Il punto di non ritorno è stato già indicato dagli scienziati: due gradi in più rispetto al 1850 e all'inizio della rivoluzione industriale. Il 2015 si avvia a essere senza ombra di dubbio l'anno più caldo di sempre - dal 1880, anno di iniio delle rilevazioni - con tutti i mesi dell'anno (tranne gennaio e aprile) che hanno segnato temperature record sulla Terra e negli oceani. Tra i grandi indiziati, ci sono l'uso dei combustibili fossili e la deforestazione.

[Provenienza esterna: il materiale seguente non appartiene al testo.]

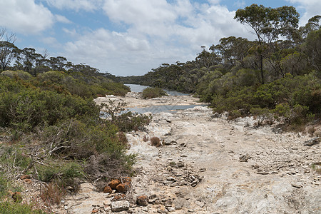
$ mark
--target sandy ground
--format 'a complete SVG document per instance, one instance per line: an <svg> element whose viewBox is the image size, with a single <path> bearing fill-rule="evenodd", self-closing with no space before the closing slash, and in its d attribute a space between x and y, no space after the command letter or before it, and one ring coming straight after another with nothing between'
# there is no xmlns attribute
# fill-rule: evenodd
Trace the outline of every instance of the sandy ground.
<svg viewBox="0 0 321 214"><path fill-rule="evenodd" d="M198 103L191 96L143 100L135 93L96 101L111 98L130 107ZM321 175L315 170L321 145L304 146L313 136L255 123L228 121L204 106L153 114L150 125L126 135L128 153L138 156L127 200L146 195L150 203L132 203L119 213L321 213ZM154 136L164 146L143 141ZM91 213L100 207L110 213L108 196L93 190L83 184L66 199L66 212Z"/></svg>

Secondo gli esperti Onu dell'Ipcc (Intergovernmental Panel on Climate Change), nonostante la crisi i gas climalteranti sono aumentati come mai nei tre decenni precedenti tra il 2000 e il 2010 e lo scenario peggiore parla di un possibile incremento di 4,8 gradi nel XXI secolo se non si invertirà la tendenza.

A Parigi dunque i leader di 195 Paesi che fanno parte della Convenzione sul clima dell’Onu dovranno indicare ciascuno il proprio obiettivo di riduzione dei gas serra, con gli impegni rivedibili ogni cinque anni. Gli Stati più sviluppati dovranno creare un fondo da 100 miliardi di dollari per aiutare i Paesi in via di sviluppo. Fondamentale sarà il ruolo della Cina, che nei mesi scorsi si era mostrata molta vicina all'amministrazione Usa su questi temi.